Ce nouvel artefact numérique s’inscrit au croisement de savoir-faire artisanaux qui ont modifié la pratique des designers. Olivier Van Herpt conçoit à la fois fichiers numériques et machines pour imprimer en 3D des objets de design qui « simulent » et transcendent l’objet artisanal. Les designers recourent aux logiciels de simulation numérique et aux langages de programmation des architectes pour concevoir des objets complexes et innovants. Le designer Joris Laarman, qui imprimera un pont en métal à Amsterdam en 2017, est à la pointe de ces recherches, tout comme Mathias Bengtsson qui a réalisé la première table en titane en fabrication additive. Les formes organiques de ces œuvres puisent dans les processus évolutionnaires de la nature, recréés grâce aux outils de simulation numérique. Dirk van der Kooij fait valoir une approche « durable » à travers des procédés de fils de plastique recyclé pour la fabrication de ses pièces. Les designers François Brument et Sonia Laugier présentent un dispositif reconstituant leur atelier, retraçant les étapes de conception et de fabrication de leurs pièces.

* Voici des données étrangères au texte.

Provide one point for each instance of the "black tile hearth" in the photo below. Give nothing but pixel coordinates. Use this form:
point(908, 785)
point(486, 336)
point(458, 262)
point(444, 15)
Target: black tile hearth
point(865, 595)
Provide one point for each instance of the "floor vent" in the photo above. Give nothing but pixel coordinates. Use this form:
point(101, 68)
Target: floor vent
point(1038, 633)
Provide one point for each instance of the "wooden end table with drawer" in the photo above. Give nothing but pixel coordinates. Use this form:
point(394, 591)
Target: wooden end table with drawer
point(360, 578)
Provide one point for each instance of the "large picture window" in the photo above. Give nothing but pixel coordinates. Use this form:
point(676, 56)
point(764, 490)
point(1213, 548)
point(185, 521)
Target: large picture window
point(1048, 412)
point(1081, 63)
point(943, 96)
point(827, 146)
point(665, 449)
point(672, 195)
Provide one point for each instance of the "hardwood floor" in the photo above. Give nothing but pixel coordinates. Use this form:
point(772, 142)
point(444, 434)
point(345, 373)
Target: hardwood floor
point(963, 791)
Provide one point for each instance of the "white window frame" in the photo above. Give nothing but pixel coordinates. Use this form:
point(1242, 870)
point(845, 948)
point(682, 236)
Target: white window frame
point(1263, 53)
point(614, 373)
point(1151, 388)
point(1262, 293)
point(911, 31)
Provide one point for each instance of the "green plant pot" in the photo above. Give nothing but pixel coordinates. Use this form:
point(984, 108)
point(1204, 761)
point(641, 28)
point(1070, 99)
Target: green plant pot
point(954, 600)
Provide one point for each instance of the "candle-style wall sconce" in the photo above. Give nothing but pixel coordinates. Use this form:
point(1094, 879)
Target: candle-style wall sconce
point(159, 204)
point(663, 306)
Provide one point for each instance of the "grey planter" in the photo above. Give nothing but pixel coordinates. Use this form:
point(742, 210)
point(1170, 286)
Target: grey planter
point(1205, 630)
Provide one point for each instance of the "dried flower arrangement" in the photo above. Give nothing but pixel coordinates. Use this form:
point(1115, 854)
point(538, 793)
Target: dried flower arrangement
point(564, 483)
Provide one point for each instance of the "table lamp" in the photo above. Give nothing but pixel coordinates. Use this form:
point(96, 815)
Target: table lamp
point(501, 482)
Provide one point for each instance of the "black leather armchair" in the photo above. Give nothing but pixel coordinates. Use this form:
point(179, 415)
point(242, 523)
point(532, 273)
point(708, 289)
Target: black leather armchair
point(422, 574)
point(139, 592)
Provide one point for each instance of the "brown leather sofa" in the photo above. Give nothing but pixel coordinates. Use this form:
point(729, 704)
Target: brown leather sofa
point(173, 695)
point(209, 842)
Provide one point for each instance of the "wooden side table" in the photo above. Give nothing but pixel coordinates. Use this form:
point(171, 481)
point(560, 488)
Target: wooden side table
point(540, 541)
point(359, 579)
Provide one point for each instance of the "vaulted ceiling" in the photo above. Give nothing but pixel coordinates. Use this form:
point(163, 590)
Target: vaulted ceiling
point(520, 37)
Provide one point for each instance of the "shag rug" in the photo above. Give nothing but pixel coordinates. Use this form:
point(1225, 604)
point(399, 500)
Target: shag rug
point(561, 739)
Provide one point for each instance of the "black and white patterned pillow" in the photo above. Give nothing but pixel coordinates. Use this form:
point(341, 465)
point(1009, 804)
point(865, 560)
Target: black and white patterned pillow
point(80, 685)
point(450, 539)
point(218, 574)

Les architectes furent les premiers à s’emparer de ces technologies numériques pour développer de nouveaux process de conception et de fabrication qu’ils expérimentent à travers des prototypes et des matériaux : béton imprimé en 3D à grande échelle (EZCT Architecture and Design Research en collaboration avec XtreeE ; Gramazio Kohler Research), la céramique (Jenny Sabin) ou de nouveaux matériaux synthétiques (Neri Oxman, Alisa Andrasek). Michael Hansmeyer et Benjamin Dillenburger ont poussé à leurs limites les possibilités de conception et d’impression 3D à travers l’installation Grotto II dont l’exubérance ornementale est la résultante de calculs algorithmiques. Kevin Clement, Yusuke Obuchi et Jun Sato avec l’Université de Tokyo (Advanced Design Studies Unit) et l’agence Kengo Kuma Associates, ont développé pour l’exposition un projet in situ, canopée de filaments plastiques biodégradables, dérivés de déchets alimentaires, élaborée grâce à un stylo d’impression 3D conçu pour réaliser des structures architecturales complexes.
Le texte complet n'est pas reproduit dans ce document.